If we however look at the two larger "traditional" left/right wing parties in Norway, the Labour Party (Ap) and the Conservative Party (H), the distribution is opposite (46/35/32% for the Labour Party and 7/17/27% for the Conservative Party).
The last three parties, the Liberal Party (V), the Christian Democratic Party (KrF) and the Centre Party (Sp) are usually categorized as centrist parties without any clear left/right wing classification.
If we group the parties as well in left wing (R, SV, Ap), centrist (V, KrF, Sp) and right wing (H, FrP), the support cross-referenced with the education level group adds up to 50/41/46% (left wing), 11/16/18% (centrist) and 38/43/36% (right wing). Even if these numbers indicate a slight skew in one or another direction, they can at least not be used to backup your original claim. If at all, they seem to indicate the well-educated people tend to prefer centrist parties.

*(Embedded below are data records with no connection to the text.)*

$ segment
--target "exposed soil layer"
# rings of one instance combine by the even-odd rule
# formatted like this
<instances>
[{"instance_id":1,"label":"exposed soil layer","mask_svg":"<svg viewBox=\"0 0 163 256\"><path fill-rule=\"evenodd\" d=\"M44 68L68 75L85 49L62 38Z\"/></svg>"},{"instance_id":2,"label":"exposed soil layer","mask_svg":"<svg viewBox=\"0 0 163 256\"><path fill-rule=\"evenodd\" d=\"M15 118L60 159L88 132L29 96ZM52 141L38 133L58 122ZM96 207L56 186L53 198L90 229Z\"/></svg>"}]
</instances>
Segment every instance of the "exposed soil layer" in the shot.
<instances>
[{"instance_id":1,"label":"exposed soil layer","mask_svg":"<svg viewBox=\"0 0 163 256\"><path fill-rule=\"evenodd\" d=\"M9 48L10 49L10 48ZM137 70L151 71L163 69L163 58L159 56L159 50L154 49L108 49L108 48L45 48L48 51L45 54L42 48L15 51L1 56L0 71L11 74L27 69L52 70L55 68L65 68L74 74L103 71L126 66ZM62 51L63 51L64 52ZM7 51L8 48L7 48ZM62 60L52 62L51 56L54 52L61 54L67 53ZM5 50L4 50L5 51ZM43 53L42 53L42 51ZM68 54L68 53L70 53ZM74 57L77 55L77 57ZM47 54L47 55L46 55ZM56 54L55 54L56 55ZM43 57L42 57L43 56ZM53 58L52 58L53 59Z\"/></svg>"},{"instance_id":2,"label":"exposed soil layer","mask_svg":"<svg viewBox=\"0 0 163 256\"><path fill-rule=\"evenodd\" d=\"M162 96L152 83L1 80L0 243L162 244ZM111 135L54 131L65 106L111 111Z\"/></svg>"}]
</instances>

In addition to DVK's numbers, ARAcontent list about 25% of graduate degrees are in education (170K out of 700K) - those are going overwhelmingly liberal. And about 20% MBA's (150K out of 700K) - those are going conservative, but much less powerfully so. ARAcontent is renamed since the 2010 article in Ozark County Times. I added the 77K professional/doc degrees to the 605K Masters. That's only two years, and I'm sure there are trends, but that breakdown is a start. You will note that Education grad students have considerably lower GRE's.